Winter in Rhode Island is more complicated than I thought it would be. That’s why I appreciate the Coastal Growers Market, a four-season farmers market. I used to live near the Union Square Market in New York City and happily shopped at the Rochester Public Market in Central New York. I love farmers, I love the food they grow, and I love supporting them and eating their food. The Coastal Growers’ Market is like both of these markets, but it reminds me more of the market when I lived in Cassis, France during a semester long writing fellowship with The Camargo Foundation. The vendors in the open-air market would teach me French and I would bring home the loaves of hot olive bread, fresh greens, rabbit, olives, cheese and fresh eggs.

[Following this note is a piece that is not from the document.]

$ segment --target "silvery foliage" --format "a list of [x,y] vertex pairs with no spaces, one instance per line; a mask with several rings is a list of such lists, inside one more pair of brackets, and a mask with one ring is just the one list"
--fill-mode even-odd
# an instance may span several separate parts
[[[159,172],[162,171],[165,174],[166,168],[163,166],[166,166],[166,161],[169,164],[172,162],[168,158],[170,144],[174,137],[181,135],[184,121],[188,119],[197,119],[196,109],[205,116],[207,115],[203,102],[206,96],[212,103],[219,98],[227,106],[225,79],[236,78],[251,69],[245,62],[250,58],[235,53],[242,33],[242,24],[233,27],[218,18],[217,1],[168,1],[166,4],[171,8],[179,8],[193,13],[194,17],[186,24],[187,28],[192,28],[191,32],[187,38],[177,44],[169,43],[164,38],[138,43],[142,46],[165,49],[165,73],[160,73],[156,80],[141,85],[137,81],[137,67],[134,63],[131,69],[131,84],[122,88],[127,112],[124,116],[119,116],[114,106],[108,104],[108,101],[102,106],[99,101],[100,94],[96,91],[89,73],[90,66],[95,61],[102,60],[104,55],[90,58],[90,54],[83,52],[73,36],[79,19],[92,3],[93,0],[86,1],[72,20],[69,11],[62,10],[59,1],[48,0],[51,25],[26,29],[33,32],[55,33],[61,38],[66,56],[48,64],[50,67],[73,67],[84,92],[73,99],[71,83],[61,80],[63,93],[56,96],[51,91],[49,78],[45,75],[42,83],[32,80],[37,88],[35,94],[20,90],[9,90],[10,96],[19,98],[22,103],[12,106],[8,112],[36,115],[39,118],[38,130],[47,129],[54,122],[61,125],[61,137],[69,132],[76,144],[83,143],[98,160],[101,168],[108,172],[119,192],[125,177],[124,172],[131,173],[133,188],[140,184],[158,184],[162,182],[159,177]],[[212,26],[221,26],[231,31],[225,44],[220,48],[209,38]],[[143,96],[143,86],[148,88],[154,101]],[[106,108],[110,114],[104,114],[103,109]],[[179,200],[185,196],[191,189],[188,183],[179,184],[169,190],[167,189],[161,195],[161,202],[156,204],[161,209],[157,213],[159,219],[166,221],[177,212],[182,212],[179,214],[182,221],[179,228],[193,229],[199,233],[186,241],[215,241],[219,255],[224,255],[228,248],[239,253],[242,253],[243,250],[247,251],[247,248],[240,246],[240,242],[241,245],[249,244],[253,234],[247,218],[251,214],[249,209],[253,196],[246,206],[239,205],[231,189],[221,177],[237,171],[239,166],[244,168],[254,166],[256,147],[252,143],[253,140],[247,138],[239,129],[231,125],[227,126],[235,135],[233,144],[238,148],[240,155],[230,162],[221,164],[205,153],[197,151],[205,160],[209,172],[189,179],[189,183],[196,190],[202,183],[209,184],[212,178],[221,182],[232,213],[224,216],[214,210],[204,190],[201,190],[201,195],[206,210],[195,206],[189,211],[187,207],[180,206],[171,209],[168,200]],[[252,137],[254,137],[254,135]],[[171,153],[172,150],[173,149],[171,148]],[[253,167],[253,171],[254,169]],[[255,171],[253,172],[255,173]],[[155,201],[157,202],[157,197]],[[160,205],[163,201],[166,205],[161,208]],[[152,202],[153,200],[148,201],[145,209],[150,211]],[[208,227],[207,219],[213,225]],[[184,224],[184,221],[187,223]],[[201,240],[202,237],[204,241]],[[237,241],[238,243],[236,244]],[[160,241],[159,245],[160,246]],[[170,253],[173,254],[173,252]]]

Each vendor was kind, whether I was buying two heads of lettuce or a bouquet of mimosa that was large enough to make me feel like a beauty pageant winner. They were patient and funny as I made a mockery of the French language. At the market, I met the people with whom I would soon be hiking buddies and purchased ingredients that meant I made excellent meals without ever stepping foot into a supermarket.
The Coastal Growers’ Market takes me back to the market in Cassis. The farmers and vendors are kind, patient, and caring—towards their customers and about the food and products they provide. In the summer, when the market is located at Casey Farm, I meet up with friends and we sit all morning on picnic benches and listen to music by different local bands each Saturday morning while drinking iced tea or a cold-pressed iced coffee from The Coffee Guy and eat the MOST AMAZING tacos in New England by Chef Jake Rojas of Tallulah’s Tacos. In the winter, the market moves indoors to Lafayette Mill and we still listen to great music and drink—only it’s more likely to be an apple cider that’s been freshly pressed by Barden Family Orchard or a juice from Fully Rooted. There’s Seven Stars for croissants and fresh crusty bread and Bravo Wood Fire Pizza. We meet up with our farmers and buy our groceries for the week as well. I get my greens from Mark, the hydroponic farmer of Abasaloma Greenhouse. I buy my fresh eggs from Zephyr Farm. And I indulge in nitrate-free bacon from Pat’s Pasteurized, where I’ve gotten to know Deb and Annie, aka Santa’s Elves, who do service work feeding the homeless throughout the year. I get my fresh seafood from The Local Catch and Matunuck Oyster Farm, where the young children love to hear Gabe’s stories about bivalves and watch as he opens an oyster just to watch their eyes light up in delight. There’s also Yorerganics where I purchase my laundry soapbuds and Susannah of Susannah’s Ice Cream and Sorbet, who makes the best darn Meyer lemon sorbet no matter what the season.
Coastal Growers’ Market has made my transition to Rhode Island simple. I’ve made new friends and I’ve become part of a community of people who care about food and healthy living. I’ve only mentioned a few of the farmers and vendors at the market. If you need holiday gifts, the market is the perfect stop. If you want to meet up with terrific people and have a relaxing Saturday morning, the market folks will greet you with open arms.
Every Saturday from 10am to 1pm until May 2, 2015, Coastal Growers’ Market is at Lafayette Mill, 650 Ten Rod Road, North Kingstown. I hope to run into you there!